The GeForce 200 GTX
A new generation, a new name. Using the “10,000” place for a series name seems to bother GPU manufacturers. Whereas ATI solved the problem by introducing Roman numerals, Nvidia has completely changed its card nomenclature. Now we have the GeForce 200 GTX. But there’s a question we just have to ask: What happened to the GeForce 100 GTX?

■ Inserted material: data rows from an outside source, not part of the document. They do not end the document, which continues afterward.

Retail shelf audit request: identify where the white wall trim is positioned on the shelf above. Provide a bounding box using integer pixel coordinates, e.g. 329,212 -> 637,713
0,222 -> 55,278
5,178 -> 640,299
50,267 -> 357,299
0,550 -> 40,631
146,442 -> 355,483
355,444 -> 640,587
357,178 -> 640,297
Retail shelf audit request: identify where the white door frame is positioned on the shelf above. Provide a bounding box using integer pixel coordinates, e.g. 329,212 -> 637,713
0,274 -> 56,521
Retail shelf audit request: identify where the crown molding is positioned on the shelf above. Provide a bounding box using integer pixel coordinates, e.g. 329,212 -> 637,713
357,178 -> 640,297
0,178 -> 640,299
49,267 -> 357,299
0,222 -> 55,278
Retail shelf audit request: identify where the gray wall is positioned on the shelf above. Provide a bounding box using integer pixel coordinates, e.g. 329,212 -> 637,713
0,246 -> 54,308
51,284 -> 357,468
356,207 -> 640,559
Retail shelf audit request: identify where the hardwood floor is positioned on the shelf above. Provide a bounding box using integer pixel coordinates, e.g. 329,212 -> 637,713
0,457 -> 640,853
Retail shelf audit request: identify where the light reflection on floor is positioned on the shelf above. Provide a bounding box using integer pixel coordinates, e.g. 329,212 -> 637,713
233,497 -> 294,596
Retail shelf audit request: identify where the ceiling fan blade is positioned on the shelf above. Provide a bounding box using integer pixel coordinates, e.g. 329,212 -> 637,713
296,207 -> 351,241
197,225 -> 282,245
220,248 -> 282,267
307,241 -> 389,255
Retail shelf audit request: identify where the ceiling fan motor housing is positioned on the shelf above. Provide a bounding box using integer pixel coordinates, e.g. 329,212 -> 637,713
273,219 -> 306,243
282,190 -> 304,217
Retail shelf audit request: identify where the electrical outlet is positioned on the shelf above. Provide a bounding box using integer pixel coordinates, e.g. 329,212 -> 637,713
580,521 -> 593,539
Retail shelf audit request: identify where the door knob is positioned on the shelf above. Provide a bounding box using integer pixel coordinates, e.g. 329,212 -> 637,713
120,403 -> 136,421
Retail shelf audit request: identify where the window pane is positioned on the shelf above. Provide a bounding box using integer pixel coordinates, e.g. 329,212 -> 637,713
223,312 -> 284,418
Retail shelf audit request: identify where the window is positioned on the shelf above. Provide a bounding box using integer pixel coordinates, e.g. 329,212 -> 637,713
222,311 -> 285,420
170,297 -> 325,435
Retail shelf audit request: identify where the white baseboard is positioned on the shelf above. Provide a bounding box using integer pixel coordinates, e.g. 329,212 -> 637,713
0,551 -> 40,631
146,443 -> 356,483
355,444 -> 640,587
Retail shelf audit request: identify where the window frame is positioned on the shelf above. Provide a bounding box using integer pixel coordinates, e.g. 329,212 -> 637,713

As we’ll see, Nvidia is introducing a new architecture, but they’re not exactly starting afresh. While the genesis of the G80 had started with a blank page, the architecture has proved to be extremely efficient. The goal for the GT200, then, was to correct all the architecture’s minor youthful errors and better equip the circuitry for the games of the future. Like what the G70 was to the NV40, what we have is a raft of small improvements, but above all a big leap in processing power.So, where the 8800 GTX offered a floating-point processing power of 518 GFlops, the GTX 280 has close to a Teraflop – an impressive 933 GFlops. And in reality, the spread is even wider, since that figure of 518 GFlops for the G80 is based on the execution of three floating-point operations per cycle (one MAD and one MUL) – which, due to the G80’s limitations, was impossible to achieve in practice. With the GT200, Nvidia guarantees, with tests to back them up, that those problems have been solved. To almost double the processing performance of its previous GPU, Nvidia substantially increased the number of multiprocessors – from 16 to 30.
Nvidia and AMD agree that the games of the future will need significantly higher arithmetical power compared to texturing power, and consequently it’s no surprise to see that the number of texture units shows a more modest increase. From 64 on the 9800 GTX, the GTX 280 has moved to 80 (and if you compare the 8800 GTX to the GTX 280 this time, we go from a theoretical arithmetic instructions / number of texels filtered ratio of 14.1:1 to 19.4:1). Let’s look at what that means right away.